4

I have a dataset where I need to do groupby operation on different columns. Here is minimal working code using polars version "0.21.1"

use polars::prelude::*;
use polars_lazy::prelude::*;
use polars::df;

fn main(){
  let df = df![
    "x1" => ["a", "b", "c", "a"],
    "x2" => ["A", "A", "B", "B"],
    "y" => [1, 2, 3, 4],
    ].unwrap();

  let lf: LazyFrame = df.lazy();

  let out1 = groupby_x1(&lf);
  println!("{:?}", out1.collect());
  let out2 = groupby_x2(&lf);
  println!("{:?}", out2.collect());

}

fn  groupby_x1(lf: &LazyFrame) -> LazyFrame {
  let lf1: LazyFrame = lf.clone().groupby([col("x1")]).agg([
    col("y").sum().alias("y_sum"),
  ]);
  lf1
}

fn  groupby_x2(lf: &LazyFrame) -> LazyFrame {
  let lf1: LazyFrame = lf.clone().groupby([col("x2")]).agg([
    col("y").sum().alias("y_sum"),
  ]);
  lf1
}

But in the code I am making deep copies of whole lazyframe lf (using lf.clone(). How can I avoid that? If I replace lf.clone() with lf in functions groupby_x1 and groupby_x2 I get following error

error[E0507]: cannot move out of `*lf` which is behind a shared reference
  --> src/main.rs:22:24
   |
22 |   let lf1: LazyFrame = lf.groupby([col("x1")]).agg([
   |                        ^^^^^^^^^^^^^^^^^^^^^^^ move occurs because `*lf` has type `polars_lazy::frame::LazyFrame`, which does not implement the `Copy` trait

error[E0507]: cannot move out of `*lf` which is behind a shared reference
  --> src/main.rs:29:24
   |
29 |   let lf1: LazyFrame = lf.groupby([col("x2")]).agg([
   |                        ^^^^^^^^^^^^^^^^^^^^^^^ move occurs because `*lf` has type `polars_lazy::frame::LazyFrame`, which does not implement the `Copy` trait

For more information about this error, try `rustc --explain E0507`.
error: could not compile `polars_try` due to 2 previous errors
Kushdesh
  • 1,118
  • 10
  • 16

2 Answers2

5

Polars Series are a newtype around Arc<Vec<ArrowRef>>. When you clone a DataFrame only the reference count of the Arc is incremented.

In other words, polars never does deep clones. Clones of a DataFrame are super cheap.

ritchie46
  • 10,405
  • 1
  • 24
  • 43
1

From the documentation, LazyFrame:

Lazy abstraction over an eager DataFrame. It really is an abstraction over a logical plan. The methods of this struct will incrementally modify a logical plan until output is requested (via collect)

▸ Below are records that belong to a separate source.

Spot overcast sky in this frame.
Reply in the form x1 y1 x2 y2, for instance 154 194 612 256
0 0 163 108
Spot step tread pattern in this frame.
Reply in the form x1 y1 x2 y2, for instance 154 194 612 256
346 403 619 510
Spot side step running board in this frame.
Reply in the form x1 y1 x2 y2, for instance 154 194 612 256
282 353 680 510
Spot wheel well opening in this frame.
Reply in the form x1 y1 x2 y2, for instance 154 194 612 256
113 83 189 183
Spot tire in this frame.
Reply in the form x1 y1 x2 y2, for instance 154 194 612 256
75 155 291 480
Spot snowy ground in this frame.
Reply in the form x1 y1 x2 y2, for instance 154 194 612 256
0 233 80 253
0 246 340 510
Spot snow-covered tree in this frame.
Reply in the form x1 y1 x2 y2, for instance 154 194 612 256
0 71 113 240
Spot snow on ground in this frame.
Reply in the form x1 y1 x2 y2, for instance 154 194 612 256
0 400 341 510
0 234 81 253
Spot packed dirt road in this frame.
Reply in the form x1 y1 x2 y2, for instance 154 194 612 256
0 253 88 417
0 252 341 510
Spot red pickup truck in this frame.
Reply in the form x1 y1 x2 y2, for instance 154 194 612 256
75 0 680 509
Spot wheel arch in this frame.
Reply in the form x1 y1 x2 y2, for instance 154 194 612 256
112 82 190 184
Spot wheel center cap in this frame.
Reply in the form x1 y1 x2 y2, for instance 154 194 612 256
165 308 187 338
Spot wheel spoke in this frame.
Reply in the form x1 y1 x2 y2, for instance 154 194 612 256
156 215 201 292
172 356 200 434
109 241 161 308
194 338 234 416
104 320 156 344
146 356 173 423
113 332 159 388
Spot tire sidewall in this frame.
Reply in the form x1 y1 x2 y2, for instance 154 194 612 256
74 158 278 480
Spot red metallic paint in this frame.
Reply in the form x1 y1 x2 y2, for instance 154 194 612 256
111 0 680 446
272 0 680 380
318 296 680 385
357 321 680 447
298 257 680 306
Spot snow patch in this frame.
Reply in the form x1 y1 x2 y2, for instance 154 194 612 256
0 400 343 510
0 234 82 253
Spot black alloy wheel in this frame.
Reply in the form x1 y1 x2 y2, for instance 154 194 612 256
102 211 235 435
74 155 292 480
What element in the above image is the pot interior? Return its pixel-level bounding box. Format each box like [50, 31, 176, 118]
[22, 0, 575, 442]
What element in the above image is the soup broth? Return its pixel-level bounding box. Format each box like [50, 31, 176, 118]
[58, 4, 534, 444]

Meaning there is no deep copy of the Dataframe, nothing is performed until you actually collect it.

Hence you have two options:

  1. You keep copying them if you want to keep the original plan intact
  2. You take ownership of the plan groupby_x1(lf: LazyFrame), and let the user of the function deal with the need of actually cloning the original plan if needed.
Netwave
  • 40,134
  • 6
  • 50
  • 93